Cost. This is without the number 1 issue. It costs a lot to hire, train and even off-board employees. Organizations can spend 6 to 9 months of an employee’s salary locating and training a replacement for them.

Loss of knowledge. Nobody is irreplaceable but losing key knowledge is painful and costly. Always make sure that knowledge is shared in the organization (and preferably documented)

Herd mentality. Once one person leaves, others will follow. Either the leaver is the impetus for others to take the leap or, in the absence of knowing the reason, it spreads fear.
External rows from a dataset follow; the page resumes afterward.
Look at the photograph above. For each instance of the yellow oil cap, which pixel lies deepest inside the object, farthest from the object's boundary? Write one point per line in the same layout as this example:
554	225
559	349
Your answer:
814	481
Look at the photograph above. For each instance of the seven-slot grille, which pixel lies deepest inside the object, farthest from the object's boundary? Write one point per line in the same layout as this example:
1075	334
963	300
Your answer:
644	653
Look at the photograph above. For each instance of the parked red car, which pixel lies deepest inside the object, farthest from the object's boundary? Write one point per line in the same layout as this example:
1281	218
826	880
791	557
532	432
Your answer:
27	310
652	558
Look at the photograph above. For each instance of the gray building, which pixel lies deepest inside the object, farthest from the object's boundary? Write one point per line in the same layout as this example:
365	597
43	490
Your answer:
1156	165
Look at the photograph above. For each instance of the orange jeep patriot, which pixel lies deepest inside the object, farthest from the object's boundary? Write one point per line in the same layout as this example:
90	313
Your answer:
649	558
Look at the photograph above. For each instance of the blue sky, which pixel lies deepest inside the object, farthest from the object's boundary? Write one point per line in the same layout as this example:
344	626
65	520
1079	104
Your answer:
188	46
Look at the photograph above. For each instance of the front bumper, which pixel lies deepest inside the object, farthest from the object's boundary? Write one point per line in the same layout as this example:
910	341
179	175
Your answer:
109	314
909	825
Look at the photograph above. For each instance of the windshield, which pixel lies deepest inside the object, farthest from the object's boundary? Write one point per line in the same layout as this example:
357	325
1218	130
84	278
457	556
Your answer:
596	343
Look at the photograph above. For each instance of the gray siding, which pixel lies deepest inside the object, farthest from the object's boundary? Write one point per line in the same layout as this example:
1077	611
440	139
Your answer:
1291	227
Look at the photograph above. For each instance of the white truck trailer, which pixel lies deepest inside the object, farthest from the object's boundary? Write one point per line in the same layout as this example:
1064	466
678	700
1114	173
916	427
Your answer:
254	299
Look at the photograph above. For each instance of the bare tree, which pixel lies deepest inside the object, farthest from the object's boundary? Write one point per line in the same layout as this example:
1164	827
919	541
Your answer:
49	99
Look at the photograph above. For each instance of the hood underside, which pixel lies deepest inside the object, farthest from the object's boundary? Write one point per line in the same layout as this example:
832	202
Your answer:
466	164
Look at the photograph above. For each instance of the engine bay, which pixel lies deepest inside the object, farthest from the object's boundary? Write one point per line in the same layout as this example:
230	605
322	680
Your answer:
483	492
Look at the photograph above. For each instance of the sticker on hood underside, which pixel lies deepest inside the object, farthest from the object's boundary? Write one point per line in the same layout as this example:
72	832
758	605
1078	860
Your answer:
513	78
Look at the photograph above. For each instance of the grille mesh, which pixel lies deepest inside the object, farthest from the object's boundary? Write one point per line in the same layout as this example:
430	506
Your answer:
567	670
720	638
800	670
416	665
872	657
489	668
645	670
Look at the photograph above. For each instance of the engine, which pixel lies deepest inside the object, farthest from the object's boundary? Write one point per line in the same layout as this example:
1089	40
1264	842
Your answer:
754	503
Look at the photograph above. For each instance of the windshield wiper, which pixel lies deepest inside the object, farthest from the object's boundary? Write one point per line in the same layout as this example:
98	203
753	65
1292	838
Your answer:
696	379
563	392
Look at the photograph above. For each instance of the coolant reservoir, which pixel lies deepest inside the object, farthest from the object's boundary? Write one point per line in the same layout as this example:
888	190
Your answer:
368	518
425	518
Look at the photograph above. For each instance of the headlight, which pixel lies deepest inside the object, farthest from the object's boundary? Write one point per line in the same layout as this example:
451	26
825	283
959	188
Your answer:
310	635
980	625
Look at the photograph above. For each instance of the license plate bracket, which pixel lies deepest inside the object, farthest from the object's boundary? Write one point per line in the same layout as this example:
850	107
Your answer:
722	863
Some employee churn is inevitable and it is a part of doing business. Depending on the industry, and the nature of the work, the rates will vary. Voluntary turnover is when the employee chooses to leave and Total turnover is the higher value which takes into account companies downsizing or restructuring. In 2016, the average voluntary turnover was 12.6% while total turnover was 17.8% Not surprisingly, hospitality comes in at the top of the charts with a total of 28% total turnover but what was shocking to me was that banking and finance was at over 18%! Imagine the cost of hiring and training of financial service employees and you can see that this is a number that should be addressed and reduced. So, the question is:

How to Reduce Employee Turnover –

  • Improve the selection of candidates. If you don’t follow good selection and hiring practices, inevitably bad selections will be made. This will result in employees being unproductive and a bad fit for others in the organization. It is better to take the time to get it right in the first place.
  • Improve the onboarding process. Once the ideal candidate is found, the time and effort needs to be given to ensuring that they are effectively integrated into the organization. 20% of employee turnover happens within the first 45 days. Ensuring that job descriptions, and therefore expectations, are clear goes a long way to setting the stage for a good integration process. Collecting feedback from new employees and other team members that they are interacting with is importantly in the early days.
  • Train managers in management. Management is a skill and a management position should not be the reward for “time served” or seen as a natural progression through an organization. Effective managers are key to the success of any team and any company. Bad managers are a sure fire way to accelerate the rate of employee turnover.
  • Don’t make it all about the office. It’s important to ensure that the culture of the business is to care about work life balance. This also ties into ensuring the results matter more than attendance. Employees who are changing the theme on their browser at 8pm are not more valuable than those who completed their tasks and left the office at 5pm. “Pulling long hours” does not equate to success for anyone. I would argue, it’s actually quite the opposite.
  • Recognize good work. Increased salary is not the top reason that people leave. As in personal relationships, lack of recognition for results and effort made, creates dissatisfaction in the relationship. Be sure to recognize good work and communicate this face to face and with the employee’s peers. Peer recognition is more personal and more important than from top level managers. It will go a long way!
  • Give opportunity for growth. Having a clear path towards personal growth creates a feeling of purpose and security. Investing in employee’s opportunities to master new skills and hone existing ones is a win-win. They feel valued, they become more productive and feel that the company is one that has a future.


The Bottom Line –

The rate of turnover says a lot about a company and is a predictor of future success. Taking care of employees from selection to onboarding and, at some point, to leaving is important. When someone leaves, be sure to have effective exit interviews. Be sure to communicate the key points to the people who are still in the company. A caring culture makes money for any company. Those who do it well will score highly in all metrics, not just the bottom line.